A B2B discovery case study about fixing your experiment: testing a feature for encoway's new P2M product
Stay up to date with the latest insights
When my coachee Bergen Helms, New Business Lead PM at encoway GmbH whose product teams I've been supporting as product discovery coach, joined our call, I could tell he was excited.
He’d just run an experiment he was sure had worked.
"Look at this," he said, pulling up a spreadsheet. "We ran the experiment. Seven sales calls. Five of them saw the sales anomaly feature. Two prospects are excited about it. They're saying things like 'this is exactly what we need' and 'this could be a game-changer for us.'"
He thought his hypothesis was validated, but when we dug into what he had actually tested, things turned out to be quite different.
This case study is about how a "successful" experiment can still validate nothing, because the hypothesis was measuring the wrong signal for how B2B buying actually works.
It is supposed to give you an idea of the real, messy world of discovery, an example of how to analyse your own hypotheses and tests, and an inspiration of how to connect frameworks to come up with assumptions and experiments (yes, Impact Mapping is part of it).
The product they are building
Before we get into what went wrong, let me give you some context about what they're building.
This is a B2B sales management tool for the industry of variant manufacturers.
Their clients are businesses with massive product catalogues, which include products with different margins. While the sales teams are familiar with the more popular products, these might not be the ones with better margins, so they never get recommended. The new tool my client was building - Product-to-Market or short P2M - helps Sales see which higher-margin products they should be suggesting instead.
The problem: customers see P2M as a vitamin, not a painkiller.
In theory, every business wants to optimise margins. But the decision makers in sales didn’t feel a strong enough urgency to buy because they were not incentivised to maximise margins but to maximise revenue / order intake instead.
So Bergen's team built the Impact Board, a feature that makes value immediately visible to prospects during a sales demo, turning it from a nice-to-have into something that felt urgent. Customer sales anomalies was the first use case they decided to surface on it: a way to predict when a customer is about to churn, giving Sales a warning so they can get proactive before it's too late.
The big question they needed to answer with their experiment was: “Can this sales anomaly feature create enough of a painkiller perception that leads would want to buy the whole product?”
And that's where we started our work.
How we got there
It all started with Impact Mapping.
The goal was to figure out how to package this calculation functionality into an actual customer-facing feature. The team mapped out their business goal for their product P2M (Product-to-Market), identified the actors involved, defined the outcomes they wanted to see, and started listing possible solutions.
Here is the Impact Map of the impact board (click to enlarge):

And this is the Impact Map of the sales anomaly feature, sketched during a 15-20 train ride (it can be that easy):

Transferred into Atlassian:

But here's what made it different: as they built the map, they didn't just create the structure and moved on. They also identified the biggest assumptions right there, on each level of the Impact Map itself.
They also colour-coded the assumptions as they went:
red = customer value
yellow: usability
green: feasibility
blue: Business viability
grey: ethics - Yes there was even an assumption related to ethics, which is rare but worth surfacing when it happens. I love it!
Here you can see the assumptions they’ve surfaced from and mapped to the Impact Map:

Pretty quickly, it became clear that most solutions had desirability assumptions attached. Remember: Desirability = Usability for users (yellow), Value for buyers (red). A few had usability assumptions. But the real value assumptions, the ones that would make or break the product, were sitting in the space between actor and outcome. That's where the uncertainty lived.
They only wrote stickies for the most important assumptions. If something felt like an assumption but wasn't critical, they didn't bother documenting it. This kept them focused, as the Impact Map also served as a filtering tool.
Then they took those assumptions and mapped them onto an Assumptions Map.
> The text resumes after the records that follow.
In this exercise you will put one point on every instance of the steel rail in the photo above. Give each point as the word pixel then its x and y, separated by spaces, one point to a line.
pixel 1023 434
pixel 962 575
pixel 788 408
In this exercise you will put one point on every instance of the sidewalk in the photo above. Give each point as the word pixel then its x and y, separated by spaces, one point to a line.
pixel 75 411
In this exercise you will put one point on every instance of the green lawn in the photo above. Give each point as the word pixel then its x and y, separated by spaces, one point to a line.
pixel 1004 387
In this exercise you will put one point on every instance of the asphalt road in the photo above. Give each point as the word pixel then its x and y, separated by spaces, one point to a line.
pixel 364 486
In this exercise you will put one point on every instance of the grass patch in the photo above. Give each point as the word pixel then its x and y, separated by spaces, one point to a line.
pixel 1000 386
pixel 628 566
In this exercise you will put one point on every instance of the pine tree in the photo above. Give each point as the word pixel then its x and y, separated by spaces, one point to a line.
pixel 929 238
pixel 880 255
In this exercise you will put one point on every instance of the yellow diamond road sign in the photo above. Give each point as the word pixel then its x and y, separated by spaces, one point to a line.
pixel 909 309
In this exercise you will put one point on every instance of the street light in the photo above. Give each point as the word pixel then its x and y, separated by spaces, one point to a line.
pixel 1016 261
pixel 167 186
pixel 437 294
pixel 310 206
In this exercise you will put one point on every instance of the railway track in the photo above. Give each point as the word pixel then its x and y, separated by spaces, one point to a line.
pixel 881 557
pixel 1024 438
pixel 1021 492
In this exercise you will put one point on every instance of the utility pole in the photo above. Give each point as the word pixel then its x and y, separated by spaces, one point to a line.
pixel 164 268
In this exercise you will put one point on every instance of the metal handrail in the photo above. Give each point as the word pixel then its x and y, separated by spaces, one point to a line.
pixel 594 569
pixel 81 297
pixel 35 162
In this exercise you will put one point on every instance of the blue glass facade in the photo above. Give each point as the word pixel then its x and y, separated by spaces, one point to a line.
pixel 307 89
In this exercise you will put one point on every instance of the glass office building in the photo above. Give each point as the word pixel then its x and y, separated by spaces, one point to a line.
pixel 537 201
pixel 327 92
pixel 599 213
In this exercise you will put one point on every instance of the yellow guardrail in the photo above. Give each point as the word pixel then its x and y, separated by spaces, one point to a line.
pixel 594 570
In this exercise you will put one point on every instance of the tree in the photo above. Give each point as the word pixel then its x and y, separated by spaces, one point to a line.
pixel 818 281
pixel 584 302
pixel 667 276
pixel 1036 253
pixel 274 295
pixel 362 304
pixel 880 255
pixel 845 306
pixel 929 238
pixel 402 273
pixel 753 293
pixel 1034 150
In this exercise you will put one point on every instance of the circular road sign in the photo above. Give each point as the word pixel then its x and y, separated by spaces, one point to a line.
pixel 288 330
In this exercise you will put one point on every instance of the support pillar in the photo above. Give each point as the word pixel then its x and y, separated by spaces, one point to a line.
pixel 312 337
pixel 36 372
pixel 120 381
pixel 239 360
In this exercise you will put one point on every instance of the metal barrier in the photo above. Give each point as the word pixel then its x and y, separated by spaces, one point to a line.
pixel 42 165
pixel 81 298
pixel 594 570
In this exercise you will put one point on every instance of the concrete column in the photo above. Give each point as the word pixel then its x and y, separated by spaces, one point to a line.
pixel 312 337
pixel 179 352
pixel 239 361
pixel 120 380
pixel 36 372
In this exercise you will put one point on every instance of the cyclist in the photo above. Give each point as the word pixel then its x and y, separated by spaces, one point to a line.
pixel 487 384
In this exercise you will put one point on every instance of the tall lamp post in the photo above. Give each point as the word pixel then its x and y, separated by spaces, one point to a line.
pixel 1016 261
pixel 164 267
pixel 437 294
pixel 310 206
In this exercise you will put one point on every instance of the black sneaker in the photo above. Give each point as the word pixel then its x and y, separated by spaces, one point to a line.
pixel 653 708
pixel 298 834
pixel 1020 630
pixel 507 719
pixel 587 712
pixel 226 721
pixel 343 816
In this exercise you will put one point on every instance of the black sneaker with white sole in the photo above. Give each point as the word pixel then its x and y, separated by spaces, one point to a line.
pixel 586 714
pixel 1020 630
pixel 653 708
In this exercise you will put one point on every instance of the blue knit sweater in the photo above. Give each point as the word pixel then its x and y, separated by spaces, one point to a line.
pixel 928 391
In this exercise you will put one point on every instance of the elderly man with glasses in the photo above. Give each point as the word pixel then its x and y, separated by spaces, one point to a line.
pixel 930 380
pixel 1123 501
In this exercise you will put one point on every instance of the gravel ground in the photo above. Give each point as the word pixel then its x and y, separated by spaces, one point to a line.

The goal was to find assumptions that sit in the top-right quadrant (high importance and low evidence), because those are the riskiest ones, the ones that can kill your product if you get them wrong.
Within that top-right quadrant, they focused on the very top-right corner. The assumptions with the least evidence and the highest stakes.
The Impact Board acted as the interface layer: a way to make impacts, actions, nudges, and business outcomes visible and understandable to both Sales teams and prospects. Within that, the sales anomaly functionality was a specific use case designed to surface churn risks and create urgency during sales conversations.
From there, the team derived assumptions specifically about this sales anomaly use case, namely:
Displaying sales anomalies on the Impact Board helps the Sales team communicate value more effectively during sales conversations.
Displaying sales anomalies as a concrete example within the Impact Board creates enough urgency and perceived value to make the product feel like a painkiller rather than a vitamin.
With those two assumptions identified, they moved on into experiments.
Bergen wrote two hypotheses, designed a test, and got his Sales colleague involved. The plan was to conduct sales calls with prospects, show them the sales anomaly feature (either in a demo or a presentation), and track what happened.
Sales ran seven calls. In five of them, he showed the feature. In two of those, the prospects gave strong, excited feedback. From the outside, it looked like the experiment worked.
When "working" isn’t working
But then we sat down and reviewed the hypothesis itself. It said:
“We'll know this is working if 7 out of 10 leads show buying intent.”
The reality: none of them had shown buying intent.
Not even the two who were excited. Not even one who set up a follow-up call. They showed enthusiasm, but interest and buying intent are not the same thing, especially not in a B2B environment with long sales cycles, multiple stakeholders, and months between the first contact and the closure of the deal.
Bergen had written an experiment that asked for a signal that was never going to show up in the timeframe he was testing. In his industry, buying intent doesn't happen on the first call. It happens after multiple meetings, after you've brought in more senior decision-makers, after legal has reviewed terms, and after budget conversations have happened.
The process usually takes several months, up to a year.
He had set himself up for failure by defining success as something that doesn't happen at this stage of the sales process. So even though the calls went well and prospects were genuinely interested, he couldn't conclude anything. He had good learnings, useful signals, but no way to say whether the experiment validated his assumption or not.
Fixing the experiment
After this round, he’s now rewriting the experiment to match how sales actually work in this industry.
Instead of "buying intent," the signal is now setting up a follow-up call where at least one additional decision-maker is present. That's still a strong signal, it means the prospect is taking it seriously enough to bring someone else into the conversation. It's a real commitment, just not the final one.
We’re also tightening up the rating scale for the value hypothesis. Instead of leaving "helpful" vague, we’re concretely defining what each number means. What does a two look like versus a four? What behaviours or outcomes would you see at each level? That way, when Sales fills it out, they're measuring the same thing every time.
The question they started with, "Can this sales anomaly feature create enough painkiller perception that leads will buy the whole product?", is still being answered.
But with every learning, we’ll check it against the assumption map and the Impact Map. We’ll prune the tree. And with every pruning, new assumptions will emerge. Then we’ll map those new assumptions, see if we need to experiment with them, and keep going.
Conclusion
This is what I love about discovery work.
Even when you're using frameworks like Impact Mapping, Assumptions Mapping, and structured experiments, you can still fail. The frameworks give you a basis, but the rest is on you to figure out.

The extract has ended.